President Reuven Rivlin on Tuesday said it was “unconscionable” that Jewish Israelis should view the State of Israel as a democracy only with regard to its Jewish citizens, and urged the public to engage in “soul-searching.”
The president was responding to the results of a major poll by the Pew Research Center, published Tuesday, which showed that nearly half of Jewish Israelis agree that Arabs should be expelled or transferred from Israel, and a solid majority (79 percent) maintain that Jews in Israel should be given preferential treatment.
“The idea that the State of Israel could be democracy only for its Jewish citizens is unconscionable and we must find a way to address this,” he said, after researchers from the Washington-based think tank presented him with the findings.
The poll also found that a majority of Israeli Jews (76%) said they view a Jewish state as being compatible with democracy – but the opposite trend was found among Arab citizens, with 64% maintaining that Israel cannot be both a democracy and a Jewish state (63% of Muslims, 72% of Christians, and 58% of Druze said they feel this way).
“It pains me to see the gap that exists in the public’s consciousness — religious and secular — between the notion of Israel as a Jewish state and as a democratic state. I believe that our democratic values are also born out of our Jewish faith, a ‘love for the stranger,’ and equality before the law – these are not foreign values, this is Judaism,” Rivlin said.

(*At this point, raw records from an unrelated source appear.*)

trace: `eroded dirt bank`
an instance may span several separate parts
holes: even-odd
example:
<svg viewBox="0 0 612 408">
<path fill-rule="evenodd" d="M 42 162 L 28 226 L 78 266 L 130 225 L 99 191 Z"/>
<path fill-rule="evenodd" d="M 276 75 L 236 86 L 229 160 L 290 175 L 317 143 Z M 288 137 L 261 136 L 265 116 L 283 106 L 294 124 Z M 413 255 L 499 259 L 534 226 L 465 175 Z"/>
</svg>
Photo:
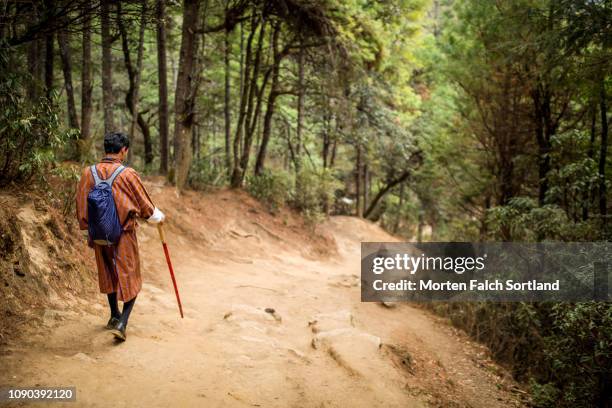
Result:
<svg viewBox="0 0 612 408">
<path fill-rule="evenodd" d="M 185 319 L 144 225 L 128 341 L 103 329 L 102 295 L 55 299 L 6 339 L 0 384 L 74 385 L 77 406 L 100 407 L 521 405 L 486 350 L 445 322 L 360 302 L 359 242 L 393 239 L 378 227 L 333 217 L 312 231 L 244 193 L 148 186 L 169 216 Z"/>
</svg>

The president urged that the survey be “placed before the decision makers in Israel,” and said it “must serve as a wake-up call for Israeli society, to bring about some soul-searching and moral reflection.”
Joint (Arab) List MK Yousef Jabarin also slammed the results, saying it should make Israelis “lose sleep.”

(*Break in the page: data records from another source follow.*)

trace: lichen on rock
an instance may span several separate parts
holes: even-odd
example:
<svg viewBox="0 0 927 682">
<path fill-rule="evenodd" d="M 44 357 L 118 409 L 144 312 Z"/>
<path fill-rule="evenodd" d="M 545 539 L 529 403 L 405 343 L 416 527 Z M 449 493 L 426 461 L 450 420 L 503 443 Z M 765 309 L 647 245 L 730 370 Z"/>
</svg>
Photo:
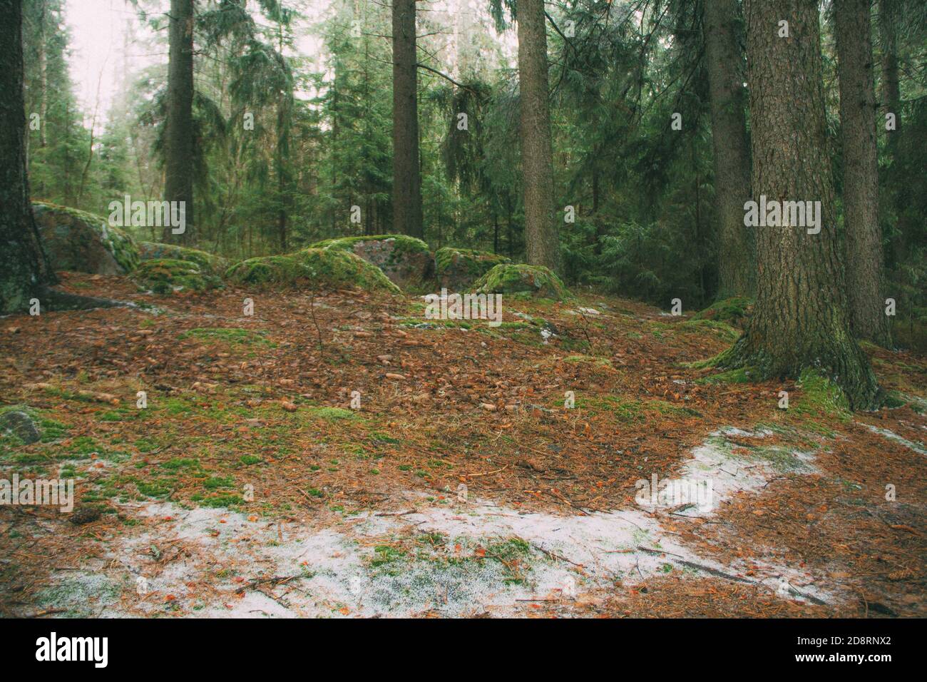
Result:
<svg viewBox="0 0 927 682">
<path fill-rule="evenodd" d="M 225 279 L 238 285 L 400 291 L 378 267 L 338 249 L 310 248 L 282 256 L 249 258 L 226 270 Z"/>
<path fill-rule="evenodd" d="M 543 265 L 500 264 L 477 279 L 474 293 L 523 294 L 536 298 L 568 301 L 573 294 L 560 277 Z"/>
<path fill-rule="evenodd" d="M 138 265 L 135 240 L 100 215 L 44 201 L 32 202 L 32 213 L 56 270 L 125 275 Z"/>
</svg>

“The transfer of civilians, for whatever reason, is a crime against humanity, and I’m disturbed to see that half of the Jewish respondents support such a move,” he said.
“I call on all the country’s leaders to come to their senses and change their discourse toward Arab citizens – from a discourse of incitement, hatred and division to a respectful dialogue that promotes coexistence between Jews and Arabs and refers to Arab citizens as citizens with equal rights and equal status.”
The poll, with 5,601 in-person interviews of Israeli adults, conducted between October 2014 and May 2015, found that Israeli Jews increasingly believed the West Bank settlements help, rather than hurt, Israel’s security – and most (61%) believe Israel was given by God to the Jewish people.
The survey makes no distinction between Palestinian Arabs of the West Bank and citizens of Israel in its question about whether Arabs should be expelled from Israel. And yet, 48% of Jewish Israelis said they were in favor, 46% were opposed, and 6% said they didn’t know.
Breaking it down into religious groups, the Modern Orthodox (the report uses the Hebrew term dati’im), were the most likely to support such a measure, at 71%. At the opposite end, secular Jews were most opposed, with 58% against (but over one-third supported it). Jews of Sephardic or Mizrahi ancestry — many of whom have ancestors who were expelled from their countries of origin — were more keen on the idea (56%) than their Ashkenazi counterparts (40%).
Overall, Israeli Jews also overwhelmingly feel (79%) they deserve unspecified “preferential treatment” over non-Jewish minorities in Israel. Settlers were slightly more inclined to support preferential treatment (85%) than the rest of the population, but the view was popular among all Jewish groups in Israel regardless of religious level, particularly among the ultra-Orthodox (97%) and Modern Orthodox (96%), although 69% of secular Jews and 85% of traditional (Masorti) Jews also agreed.
The nearly 300-page study also addressed the growing religious divides among Israelis. It found that six in ten want separation between religion and state, and a majority are in favor of public transportation on Shabbat.
“This study serves as a further wake-up call to the position that we have been advocating for the past two decades: Israeli Jews wish to practice their Judaism but want to do so in a manner that is not coercive or manipulated by the institutions of the state,” Rabbi David Stav, the head of the Tzohar rabbinic organization, said. “Most troubling, the study drives home the reality that if we don’t find a manner to address these concerns over coercion, we are essentially creating a recipe for two Jewish nations within one state.”